The Maine Center for Research in STEM Education (RiSE Center)
and the University of Maine


Deborah Trumbull
Cornell University

117 Donald P. Corbett Building
Monday, December 5, 2011
3:00 – 4:00 pm

Developing teacher identity and knowledge:  Pre-service teacher education

As a teacher educator for many years, I have learned that becoming a teacher involves much more than adding a number of tools and techniques to each prospective teacher’s existing body of knowledge.  Becoming a teacher requires a preservice teacher to develop a new identity, and cease interpreting classrooms as he did when a student.

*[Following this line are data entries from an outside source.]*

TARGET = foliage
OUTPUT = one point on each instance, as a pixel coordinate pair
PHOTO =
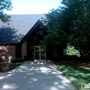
(5, 5)
(14, 65)
(18, 60)
(72, 51)
(80, 31)
(76, 75)
(70, 24)
(9, 35)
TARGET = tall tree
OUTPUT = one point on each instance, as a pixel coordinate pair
(5, 4)
(70, 23)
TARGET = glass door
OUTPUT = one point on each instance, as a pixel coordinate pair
(39, 52)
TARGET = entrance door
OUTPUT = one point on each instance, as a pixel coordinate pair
(39, 52)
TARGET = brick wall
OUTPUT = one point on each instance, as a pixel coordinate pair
(7, 50)
(24, 49)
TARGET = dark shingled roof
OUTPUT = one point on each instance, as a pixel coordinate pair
(22, 23)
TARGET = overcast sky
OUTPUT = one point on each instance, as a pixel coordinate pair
(33, 6)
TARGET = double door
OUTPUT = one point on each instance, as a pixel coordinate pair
(39, 52)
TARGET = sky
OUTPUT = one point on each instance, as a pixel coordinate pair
(33, 6)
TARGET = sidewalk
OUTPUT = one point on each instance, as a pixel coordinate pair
(35, 76)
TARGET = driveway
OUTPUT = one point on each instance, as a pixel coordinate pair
(35, 76)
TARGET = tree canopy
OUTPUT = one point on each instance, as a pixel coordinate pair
(5, 5)
(70, 23)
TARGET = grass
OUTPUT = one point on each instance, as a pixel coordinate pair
(76, 75)
(11, 66)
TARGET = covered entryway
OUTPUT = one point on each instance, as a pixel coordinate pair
(39, 52)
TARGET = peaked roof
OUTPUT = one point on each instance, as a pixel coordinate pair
(21, 23)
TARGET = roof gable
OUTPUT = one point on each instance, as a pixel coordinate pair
(22, 24)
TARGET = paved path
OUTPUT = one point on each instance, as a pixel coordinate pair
(35, 76)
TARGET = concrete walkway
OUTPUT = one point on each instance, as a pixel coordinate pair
(35, 76)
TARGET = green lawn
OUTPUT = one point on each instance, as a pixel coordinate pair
(12, 66)
(76, 75)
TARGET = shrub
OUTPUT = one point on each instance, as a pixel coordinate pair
(18, 60)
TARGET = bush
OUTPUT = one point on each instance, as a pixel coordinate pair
(18, 60)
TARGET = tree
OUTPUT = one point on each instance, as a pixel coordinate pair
(70, 23)
(80, 36)
(5, 4)
(9, 35)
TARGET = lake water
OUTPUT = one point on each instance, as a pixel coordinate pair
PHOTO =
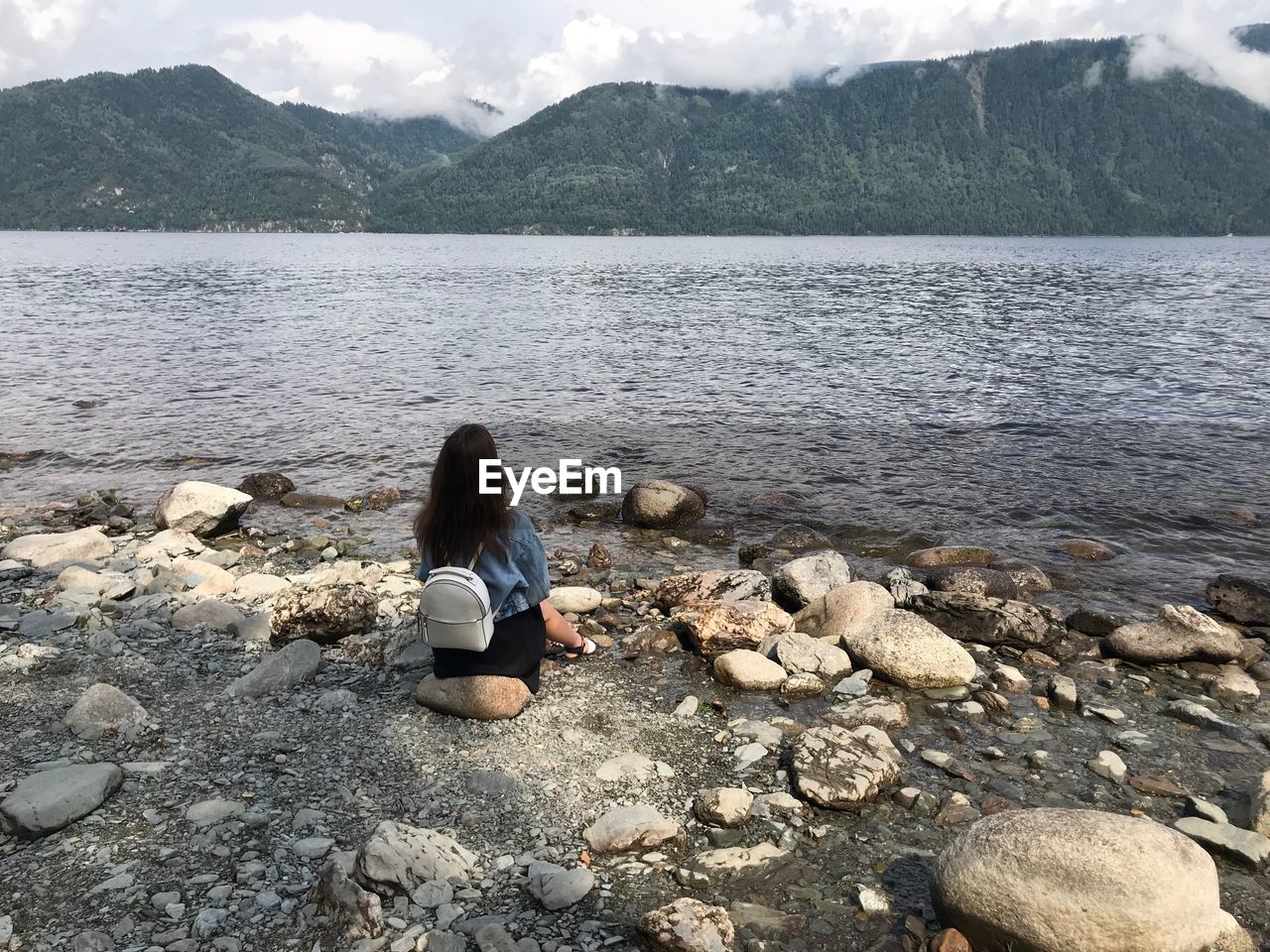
(1005, 391)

One key aspect of a teacher’s identity requires a reformulated view of subject matter.  A teacher must not only understand her subject matter in a rich and flexible way, she must also be able to evaluate how her students are comprehending, and adjust her teaching appropriately. This knowledge of practice develops only through experience and reflection on experience, but I believe that we can help preservice teacher begin this.  I present examples from my studies that have examined both how I can facilitate the change in identity and how I can look at how my preservice teachers are making the change.

Bio sketch:

Deborah Trumbull, like many teacher educators, never planned to be a teacher educator.  In fact, until she began her PhD in Educational Psychology and Program Evaluation, she had never taken an education course.  She found that educational theory provided a powerful and productive way to make sense of her many experiences as a biology teacher.  When she took a position at Cornell University, she worked with a group of energetic colleagues to develop a new program for the preparation of science and mathematics teachers.  Due to a range of forces, the program has changed, and each change has served as an opportunity for Trumbull to learn about preparing excellent teachers. This learning was supported by her involvement with the international group Self-Study of Teacher Education Practices, and has benefitted tremendously from collaborations with colleagues from around the world.  She has also worked as an in-service teacher educator and evaluator on projects with the Cornell Laboratory of Ornithology.